On Ex-Lovers and Insecurities By Sadie Leigh

On Ex-Lovers and Insecurities

Sometimes I hear, or pretend I do,
The lilt in your voice
When you talk about all your past lives.

I wonder, of all the people in the world,
Why your heart calls mine home.

Snapshots –

Your hand twisting around mine
In the darkness of our wrinkled sheets –
You say you don’t mind my sweaty palms.

We drive for hours,
Your hand on my leg as I shift into second gear;
Tonight we’ll watch the stars from the tailgate.

Cheeks ruddy with the cold of a New England winter –
Snowball fights and warm soup and the firelight to warm our souls.

Boxes littering the entryway
Of our second floor walkup
In a city with too many sleepless nights.

Our life together –
These shot glass, seashell, snow globe collections.
Photographs in a kaleidoscope of seasons.

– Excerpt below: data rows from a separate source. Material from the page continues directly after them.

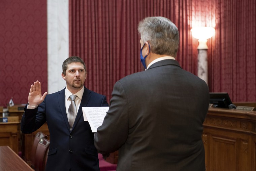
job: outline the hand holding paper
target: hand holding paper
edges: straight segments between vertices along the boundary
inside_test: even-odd
[[[101,126],[109,107],[82,107],[84,121],[87,121],[93,132],[96,132],[97,128]]]

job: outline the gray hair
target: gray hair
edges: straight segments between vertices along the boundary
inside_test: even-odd
[[[143,43],[149,42],[153,53],[176,57],[179,31],[170,20],[161,16],[147,17],[139,23],[138,30]]]
[[[78,56],[73,56],[68,58],[62,63],[62,74],[66,75],[66,71],[68,68],[68,66],[73,62],[80,62],[84,66],[85,72],[86,72],[86,67],[84,61],[80,57]]]

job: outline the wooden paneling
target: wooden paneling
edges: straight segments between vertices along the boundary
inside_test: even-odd
[[[19,117],[7,118],[8,122],[0,123],[0,146],[8,145],[18,154],[19,138],[20,135]]]
[[[20,122],[21,120],[22,115],[24,113],[24,108],[26,104],[18,104],[8,108],[9,116],[19,116]]]

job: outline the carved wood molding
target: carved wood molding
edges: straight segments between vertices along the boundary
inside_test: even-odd
[[[248,141],[242,140],[242,153],[248,154]]]
[[[211,118],[210,124],[218,126],[224,126],[233,128],[239,127],[237,121],[220,118]]]

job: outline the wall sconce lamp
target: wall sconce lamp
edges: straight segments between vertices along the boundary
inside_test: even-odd
[[[192,36],[198,39],[199,42],[199,45],[197,47],[197,76],[208,84],[207,49],[208,48],[206,43],[208,39],[214,35],[215,29],[211,27],[197,27],[192,28],[191,31],[192,32]]]

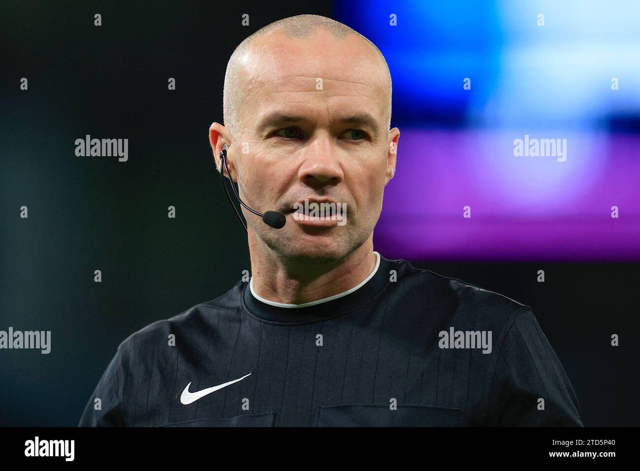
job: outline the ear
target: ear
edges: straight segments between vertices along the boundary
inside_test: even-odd
[[[396,157],[398,151],[398,140],[400,138],[400,129],[394,128],[389,131],[389,136],[387,140],[388,142],[388,153],[387,156],[387,175],[385,179],[385,185],[389,183],[389,180],[394,178],[396,174]]]
[[[221,168],[222,160],[220,159],[220,152],[223,149],[227,149],[227,158],[225,160],[227,161],[227,167],[228,167],[229,172],[231,172],[231,179],[236,181],[237,179],[236,178],[236,168],[233,163],[233,156],[231,155],[233,153],[231,147],[231,135],[228,130],[222,124],[214,122],[209,128],[209,142],[213,151],[213,158],[216,160],[216,168],[218,169],[218,172],[223,172],[224,175],[229,178],[224,169]]]

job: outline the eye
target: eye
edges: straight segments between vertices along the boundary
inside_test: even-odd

Do you prefer Elizabeth after your grandmother?
What about Samuel for a boy?
Should we get married in the fall or the spring?

And yet –

If she left him,
Called your name across the miles,
Told you she still loved you.

Would you disappear from our bed one winter night?
Forget all the reasons you’ve ever made me laugh
And learn to delight in her smile again?

Hold her close, call her baby;
Like all the back road curves and train rides and changing seasons of our lives were insignificant –
Tell me you loved me once.

By Sadie Leigh

Biography:

Sadie Leigh is a new and emerging poet who has never published their work on-line or in print before. They hail from a cold and snowy state and they are perpetually cold even in warm climates. They enjoy warm cups of coffee on rainy mornings, the smell of new books, and almost all small animals.